* Injection estimates ranged from 25 bcf to 51 bcf
* Median build in the Reuters poll was also 35 bcf (Adds weather data, background, table)
NEW YORK, July 28 (Reuters) - U.S. natural gas storage levels on average are expected to rise by 35 billion cubic feet when weekly data from the U.S. Energy Information Administration are released early Thursday.
In the weekly Reuters survey of 27 industry traders and analysts, injection estimates for the week ended July 23 ranged widely from 25 bcf to 51 bcf.
Stocks rose an adjusted 70 bcf for the same week last year, while the five-year average gain for that week is 50 bcf.
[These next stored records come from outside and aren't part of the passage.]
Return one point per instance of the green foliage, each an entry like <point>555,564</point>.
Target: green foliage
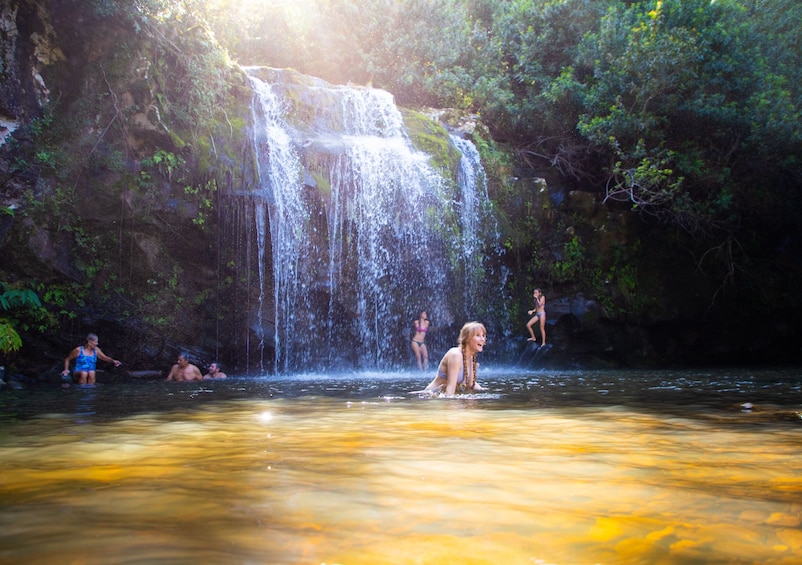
<point>571,264</point>
<point>15,301</point>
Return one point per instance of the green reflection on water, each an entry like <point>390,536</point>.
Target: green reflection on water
<point>399,480</point>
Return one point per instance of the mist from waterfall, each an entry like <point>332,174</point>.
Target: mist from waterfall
<point>362,231</point>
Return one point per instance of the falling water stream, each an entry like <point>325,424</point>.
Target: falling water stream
<point>364,231</point>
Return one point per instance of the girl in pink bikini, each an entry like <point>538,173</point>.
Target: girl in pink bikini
<point>420,327</point>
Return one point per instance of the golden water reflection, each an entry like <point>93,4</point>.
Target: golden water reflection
<point>326,480</point>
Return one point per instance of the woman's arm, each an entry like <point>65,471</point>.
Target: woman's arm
<point>454,366</point>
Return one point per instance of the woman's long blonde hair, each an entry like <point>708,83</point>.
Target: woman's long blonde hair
<point>467,332</point>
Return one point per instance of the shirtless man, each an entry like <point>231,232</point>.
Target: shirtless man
<point>214,372</point>
<point>183,370</point>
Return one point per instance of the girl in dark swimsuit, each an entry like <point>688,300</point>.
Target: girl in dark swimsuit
<point>420,327</point>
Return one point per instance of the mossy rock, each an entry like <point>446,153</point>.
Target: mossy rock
<point>430,137</point>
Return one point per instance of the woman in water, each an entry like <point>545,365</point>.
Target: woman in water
<point>419,328</point>
<point>86,357</point>
<point>458,366</point>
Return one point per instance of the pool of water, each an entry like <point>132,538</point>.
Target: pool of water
<point>545,467</point>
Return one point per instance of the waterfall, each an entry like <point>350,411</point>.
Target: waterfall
<point>363,231</point>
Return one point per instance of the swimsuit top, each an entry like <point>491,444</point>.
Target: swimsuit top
<point>460,375</point>
<point>85,362</point>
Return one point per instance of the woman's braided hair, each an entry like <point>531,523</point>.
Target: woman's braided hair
<point>468,331</point>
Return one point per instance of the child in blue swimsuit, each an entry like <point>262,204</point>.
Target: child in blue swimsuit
<point>86,357</point>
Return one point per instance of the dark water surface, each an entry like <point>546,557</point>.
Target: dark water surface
<point>545,467</point>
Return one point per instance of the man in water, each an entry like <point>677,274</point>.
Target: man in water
<point>214,372</point>
<point>183,370</point>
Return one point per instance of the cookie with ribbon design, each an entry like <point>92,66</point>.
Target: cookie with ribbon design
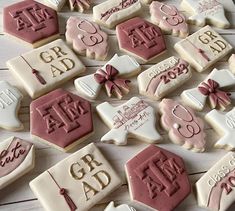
<point>183,126</point>
<point>87,38</point>
<point>135,118</point>
<point>213,89</point>
<point>108,76</point>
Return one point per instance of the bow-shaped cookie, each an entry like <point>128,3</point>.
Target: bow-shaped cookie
<point>108,76</point>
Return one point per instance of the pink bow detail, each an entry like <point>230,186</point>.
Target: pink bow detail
<point>217,98</point>
<point>113,85</point>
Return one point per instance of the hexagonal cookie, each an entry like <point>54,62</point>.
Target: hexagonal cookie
<point>157,178</point>
<point>141,39</point>
<point>76,183</point>
<point>16,159</point>
<point>31,22</point>
<point>61,119</point>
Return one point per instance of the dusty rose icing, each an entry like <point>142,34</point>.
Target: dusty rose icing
<point>158,178</point>
<point>60,114</point>
<point>183,123</point>
<point>141,38</point>
<point>13,156</point>
<point>86,35</point>
<point>30,21</point>
<point>169,16</point>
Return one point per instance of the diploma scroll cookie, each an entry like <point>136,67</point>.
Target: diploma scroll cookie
<point>184,127</point>
<point>45,68</point>
<point>76,183</point>
<point>203,48</point>
<point>135,118</point>
<point>224,124</point>
<point>216,188</point>
<point>206,12</point>
<point>112,76</point>
<point>10,99</point>
<point>215,89</point>
<point>87,38</point>
<point>169,19</point>
<point>157,179</point>
<point>164,77</point>
<point>112,12</point>
<point>16,159</point>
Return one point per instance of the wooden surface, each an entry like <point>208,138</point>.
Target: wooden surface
<point>18,195</point>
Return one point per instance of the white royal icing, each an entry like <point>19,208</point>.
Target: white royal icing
<point>135,118</point>
<point>206,11</point>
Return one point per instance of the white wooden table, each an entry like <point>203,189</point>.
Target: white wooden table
<point>18,195</point>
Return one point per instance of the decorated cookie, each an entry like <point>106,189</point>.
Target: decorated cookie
<point>215,189</point>
<point>16,159</point>
<point>135,118</point>
<point>184,127</point>
<point>10,99</point>
<point>206,12</point>
<point>123,207</point>
<point>45,68</point>
<point>55,4</point>
<point>31,22</point>
<point>224,124</point>
<point>76,183</point>
<point>60,114</point>
<point>87,38</point>
<point>112,12</point>
<point>213,89</point>
<point>203,48</point>
<point>169,19</point>
<point>108,76</point>
<point>164,77</point>
<point>140,38</point>
<point>80,5</point>
<point>232,63</point>
<point>157,179</point>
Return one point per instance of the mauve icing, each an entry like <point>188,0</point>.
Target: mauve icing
<point>13,156</point>
<point>30,21</point>
<point>141,38</point>
<point>61,114</point>
<point>158,179</point>
<point>183,124</point>
<point>86,36</point>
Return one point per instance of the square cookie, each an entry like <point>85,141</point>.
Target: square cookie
<point>203,48</point>
<point>76,183</point>
<point>45,68</point>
The median build in the survey was also 35 bcf.
The EIA storage report will be issued Thursday at 10:30 a.m. EDT (1430 GMT).
Those on the low side of estimates noted hot weather last week again slowed injections, while strong cash premiums to NYMEX futures and a flatter forward curve offered less incentive for economic storage players to build up stocks.
The U.S. National Oceanic and Atmospheric Administration said there were 97 cooling degree days last week, four warmer than the previous week, 22 warmer than normal and 34 warmer than the same week last year.
Degree days, a measure of departure in the mean daily temperature from 65 degrees Fahrenheit (18 Celsius), are used to reflect demand for energy to cool or heat homes and businesses.
In the last report for the week ended July 16, overall storage rose 51 bcf, just shy of the Reuters survey estimate of 53 bcf and below the year-ago gain of 70 bcf and the five-year average increase for that week of 64 bcf.
The report showed total domestic gas inventories climbed to 2.891 trillion cubic feet, 52 bcf, or 2 percent, below last year's record high but a level not normally reached until the third week of August.
The weekly build cut the inventory surplus to the five-year average by 13 bcf to 261 bcf, but storage still stands at a comfortable 10 percent cushion to that benchmark.
Eastern storage climbed 41 bcf in the last report but slipped to about 2 percent below last year's levels.
Consuming Region West storage, which gained 4 bcf for the week, edged up to 7 percent above the same year-ago week.
Inventories in the Producing Region added 6 bcf but fell to 5 percent below the same week in 2009.
A total build Thursday at the Reuters survey estimate would widen the deficit to last year to 87 bcf and trim the surplus to the five-year average to about 246 bcf.
In the last four reports, total stocks rose 267 bcf, or about 67 bcf per week, versus a 305-bcf adjusted increase for the same one-month period last year and a 315-bcf five-year average gain for that period.
NOAA said it expected 89 cooling degree days this week, 14 warmer than normal and 14 more than the same year-ago week.
Early injection estimates for next week's EIA report range from 25 bcf to 48 bcf, versus a 67 bcf build for the same week last year and a five-year average gain of 47 bcf.
Storage hit an all-time high of 3.837 tcf in late November, and ended March with about 1.65 tcf in the ground, or about 11 percent above the five-year average at the start of the April-through-October stock building season.
If weekly stock builds through October match the five-year average pace, U.S. inventories will begin next heating season with 3.744 tcf in the ground, below last November's record high of 3.837 tcf, but still about 7 percent above average.
To get inventories above last year's record high of 3.837 tcf by Nov. 1, weekly injections must average 63 bcf for the remaining 15 weeks of the stock building season, well above the five-year average of 57 bcf for that period.